The braking system on the CTS, consisting of four large-diameter discs, a power booster, and ABS hardware and software, was also developed on the Nurburgring circuit. The average driver on an average drive will never know it, but the braking system on this car is capable of an incredibly high number of full-force stops just short of ABS activation without any sign of brake fade, no hint of hot, smelly linings, or uneven pulling from side to side.

The 3.2-liter V6 engine is an enlarged version of the 3.0-liter V6 that powered the German Opel-based Catera. However, the engine has been fully revised to improve driveability, power and emissions, and is represents a vast improvement. It is the world's only 54-degree V6 engine design (most are either 60 or 90 degrees). The CTS V6 is smooth and quiet, and responsive in traffic. However, with only 220 horsepower on tap, not reachable until 6000 rpm, and 218 foot-pounds of torque available at best, it will not thrill any driver who has had previous experience in a German or Japanese V6 of the same displacement. The CTS is not slow by any means, but neither is it quick. Driving this engine in a manual-transmission model, we found we had to downshift not once but twice to keep the engine in the powerband, and in the automatic, we either kicked the transmission down by hand or foot quite a lot when driving in the mountains of southern California. (The slick new 5L40-E automatic transmission is also used by BMW in the 5 Series and X5 sport utility). Cadillac says more power is a high priority for future models.


2003 Cadillac CTS Luxury Car Line Up


Cadillac CTS is a five-passenger, four-door sports sedan powered by a 3.2-liter dohc V6 engine. For the first time ever in a GM car, it comes with a choice of either a five-speed manual or a five-speed automatic overdrive transmission.
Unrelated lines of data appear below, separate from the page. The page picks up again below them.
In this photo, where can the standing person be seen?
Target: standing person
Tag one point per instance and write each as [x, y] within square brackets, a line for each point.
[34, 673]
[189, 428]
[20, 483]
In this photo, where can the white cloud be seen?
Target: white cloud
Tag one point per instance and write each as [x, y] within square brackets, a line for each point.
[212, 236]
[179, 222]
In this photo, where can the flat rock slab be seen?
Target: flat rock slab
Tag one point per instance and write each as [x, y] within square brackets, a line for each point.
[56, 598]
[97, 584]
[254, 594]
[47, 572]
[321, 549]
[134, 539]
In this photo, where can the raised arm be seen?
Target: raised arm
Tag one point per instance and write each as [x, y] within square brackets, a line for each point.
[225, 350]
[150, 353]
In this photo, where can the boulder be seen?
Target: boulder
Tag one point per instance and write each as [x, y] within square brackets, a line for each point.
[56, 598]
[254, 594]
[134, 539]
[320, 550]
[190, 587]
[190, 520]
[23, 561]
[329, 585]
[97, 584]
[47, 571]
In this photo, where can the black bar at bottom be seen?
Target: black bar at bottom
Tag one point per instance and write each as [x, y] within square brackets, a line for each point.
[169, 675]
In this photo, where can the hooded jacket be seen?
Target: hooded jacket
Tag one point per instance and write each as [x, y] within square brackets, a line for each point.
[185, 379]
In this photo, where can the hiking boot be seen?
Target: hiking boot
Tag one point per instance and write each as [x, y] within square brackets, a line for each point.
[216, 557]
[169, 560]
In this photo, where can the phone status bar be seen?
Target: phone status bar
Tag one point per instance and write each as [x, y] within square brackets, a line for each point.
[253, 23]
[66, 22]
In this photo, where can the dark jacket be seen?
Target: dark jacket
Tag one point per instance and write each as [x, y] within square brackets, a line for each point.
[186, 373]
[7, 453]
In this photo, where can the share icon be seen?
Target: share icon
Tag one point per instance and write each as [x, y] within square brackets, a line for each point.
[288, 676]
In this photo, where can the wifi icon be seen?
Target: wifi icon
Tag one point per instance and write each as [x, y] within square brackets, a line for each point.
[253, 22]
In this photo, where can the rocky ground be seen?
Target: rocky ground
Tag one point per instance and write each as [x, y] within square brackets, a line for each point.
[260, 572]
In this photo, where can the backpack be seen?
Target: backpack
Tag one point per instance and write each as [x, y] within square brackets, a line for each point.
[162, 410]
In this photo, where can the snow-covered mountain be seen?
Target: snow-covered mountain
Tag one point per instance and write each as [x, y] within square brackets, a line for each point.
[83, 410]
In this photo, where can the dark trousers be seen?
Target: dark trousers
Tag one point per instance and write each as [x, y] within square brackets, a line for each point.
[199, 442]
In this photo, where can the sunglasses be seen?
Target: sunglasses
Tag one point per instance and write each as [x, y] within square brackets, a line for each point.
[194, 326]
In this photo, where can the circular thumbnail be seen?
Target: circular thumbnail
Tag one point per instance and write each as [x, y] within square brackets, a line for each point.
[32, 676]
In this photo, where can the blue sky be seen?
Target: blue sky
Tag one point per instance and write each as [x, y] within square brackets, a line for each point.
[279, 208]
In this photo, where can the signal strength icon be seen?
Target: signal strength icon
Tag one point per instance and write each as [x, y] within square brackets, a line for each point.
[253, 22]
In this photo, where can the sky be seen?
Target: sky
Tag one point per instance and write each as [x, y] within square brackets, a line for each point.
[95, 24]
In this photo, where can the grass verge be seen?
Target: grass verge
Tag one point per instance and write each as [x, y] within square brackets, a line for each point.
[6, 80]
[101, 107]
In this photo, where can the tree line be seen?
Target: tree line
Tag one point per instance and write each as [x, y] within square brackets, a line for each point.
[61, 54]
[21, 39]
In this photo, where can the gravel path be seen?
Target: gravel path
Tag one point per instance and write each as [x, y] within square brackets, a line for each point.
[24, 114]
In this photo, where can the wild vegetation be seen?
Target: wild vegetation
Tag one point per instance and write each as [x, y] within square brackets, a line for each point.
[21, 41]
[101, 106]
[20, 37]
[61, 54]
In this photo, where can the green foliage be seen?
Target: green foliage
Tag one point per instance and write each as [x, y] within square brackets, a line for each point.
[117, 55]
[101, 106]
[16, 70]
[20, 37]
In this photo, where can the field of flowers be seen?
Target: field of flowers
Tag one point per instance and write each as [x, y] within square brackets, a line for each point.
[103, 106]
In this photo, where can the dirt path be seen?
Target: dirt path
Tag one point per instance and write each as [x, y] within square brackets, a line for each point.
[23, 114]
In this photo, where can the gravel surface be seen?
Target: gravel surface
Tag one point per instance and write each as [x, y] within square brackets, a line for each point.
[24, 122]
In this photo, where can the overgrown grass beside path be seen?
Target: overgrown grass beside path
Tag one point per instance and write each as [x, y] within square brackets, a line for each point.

Three variants of the CTS are available. The base CTS starts at just $29,990, which includes the $640 destination charge. (Everyone should include destination charges in their pricing.)

Two big packages are available for the CTS. The CTS Luxury Package ($2,000) includes an eight-way power adjustable passenger seat, audible theft deterrent system, Zebrano wood trim, memory package, rear-view mirror compass, and a three-channel programmable garage door opener with electronic voice recorder.

The CTS Luxury Sport Package ($3,500) includes all of those features plus the Stabilitrak 2.0 chassis control system, sport-tuned suspension, high-performance brake linings, load-leveling rear suspension, speed-sensitive power steering, and 17-inch polished wheels with V-rated tires.

Other options on our test car included the five-speed electronic automatic transmission, a Bose premium sound system with cassette/six-disc CD changer and CD-ROM-based navigation, 16-inch wheels, an engine block heater, heated front seats, express-open sunroof, xenon high-intensity discharge headlamps and a split-folding rear seat: The entire enchilada, the most expensive CTS you can buy, and it retailed for $39,690.

Whether buyers will opt for the five-speed manual transmission for truly sporty driving remains to be seen. But it is notable that Cadillac went to the trouble of developing the manual gearbox with German supplier Getrag. It says clearly that Cadillac sees the CTS as a sports sedan. It's a good transmission, whether anyone buys it or not.